Subcontractors, suppliers and design professionals build or improve interior or exterior spaces for commercial use. These are complex jobs that involve business agreements, schedules, and hard work, so the businesses involved deserve to get paid for their effort. Even though building projects involve large amounts of capital and financing, contractors, subcontractors and suppliers typically turn to a mechanics lien to induce payment when the owner or contractors do not pay their bills. It can be the case even if the project remains unfinished.

How mechanic’s liens work

This legal claim is filed against a piece of property because the owner breached a valid contract and owed payment to the company filing the lien. Once the county clerk’s office processes the lien, the owner cannot sell the property until they remove the lien by paying it, negotiating a settlement, or the lien expires. Even if the current owner tries to sell the property, the buyer’s title search will indicate there is a lien (or more than one) against the building and land. The reason for placing the lien against the property is that it can motivate the sellers to resolve their dispute to close a potential sale.
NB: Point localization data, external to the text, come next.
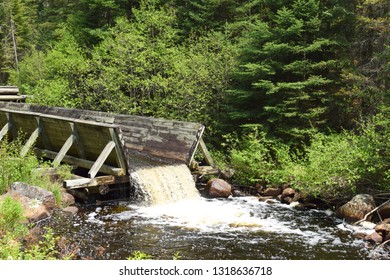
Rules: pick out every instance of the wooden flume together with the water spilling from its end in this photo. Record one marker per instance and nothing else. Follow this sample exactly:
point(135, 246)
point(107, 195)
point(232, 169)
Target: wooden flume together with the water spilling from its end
point(151, 154)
HB 2237 simplifies the process

Texas Governor Greg Abbott signed House Bill 2237 on June 15, and it went into effect on January 1, 2022. There are several changes made in an attempt to make the law less confusing:

Notices: The use of registered mail is no longer required. Instead, it is simply certified mail or a traceable delivery arrangement that confirms receipt.

Design professionals’ rights expanded: Rather than applying only to designers with a valid contract with the owner, rights are expanded to include all licensed professionals regardless of who the contract is with.
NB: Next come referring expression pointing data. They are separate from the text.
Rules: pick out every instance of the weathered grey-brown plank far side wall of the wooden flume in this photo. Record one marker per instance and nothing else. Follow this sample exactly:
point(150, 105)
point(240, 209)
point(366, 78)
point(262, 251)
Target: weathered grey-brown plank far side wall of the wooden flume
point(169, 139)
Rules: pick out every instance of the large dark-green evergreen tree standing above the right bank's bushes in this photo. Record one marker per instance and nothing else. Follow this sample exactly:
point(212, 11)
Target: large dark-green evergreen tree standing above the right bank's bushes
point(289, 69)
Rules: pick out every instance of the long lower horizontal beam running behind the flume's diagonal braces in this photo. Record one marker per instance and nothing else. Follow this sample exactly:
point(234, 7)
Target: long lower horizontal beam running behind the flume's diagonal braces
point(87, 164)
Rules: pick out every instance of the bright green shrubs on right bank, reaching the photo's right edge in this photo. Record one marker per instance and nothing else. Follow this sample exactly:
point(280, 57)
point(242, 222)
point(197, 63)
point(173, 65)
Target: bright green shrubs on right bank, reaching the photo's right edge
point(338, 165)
Subcontractors and supplier notice: They must send a preliminary notice to the owner and prime contractor by the 15th day of the third month after the work was concluded and unpaid. There is no second-month notice. All notices must use a specific template.
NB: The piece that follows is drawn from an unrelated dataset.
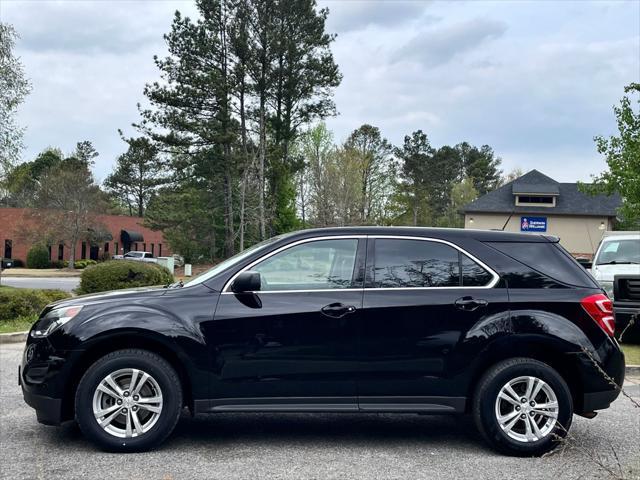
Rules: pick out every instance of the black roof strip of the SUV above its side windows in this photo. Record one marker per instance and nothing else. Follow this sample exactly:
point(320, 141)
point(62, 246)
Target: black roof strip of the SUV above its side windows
point(440, 233)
Specially fabricated materials: These used to have separate guidelines, but these will now be covered under the monthly notices. No second-month notice is needed.

Enforcement: An action of enforcement must occur by one year of the last potential lien claim filing date or one year after completion, abandonment or termination of the project, but they can extend the deadline for a second year from the last filing date.

Unpaid retainage form: The monthly notices must use a template and go to the prime contractor and owner. These must be filed by the 15th day of the third month of the original contract was completed, terminated or abandoned. The owner’s actions cannot alter this.

Lien waivers: Texas no longer requires a lien waiver to be notarized. There will no longer be a distinction between conditional and unconditional waivers and lien releases. Filing a release of a claim at the county clerk’s office still requires notarization.

Lawmakers claim that these changes simplify the laws and regulations. However, it is still a good idea to work with an attorney who handles real estate, collections and business contracts to protect one’s interests best.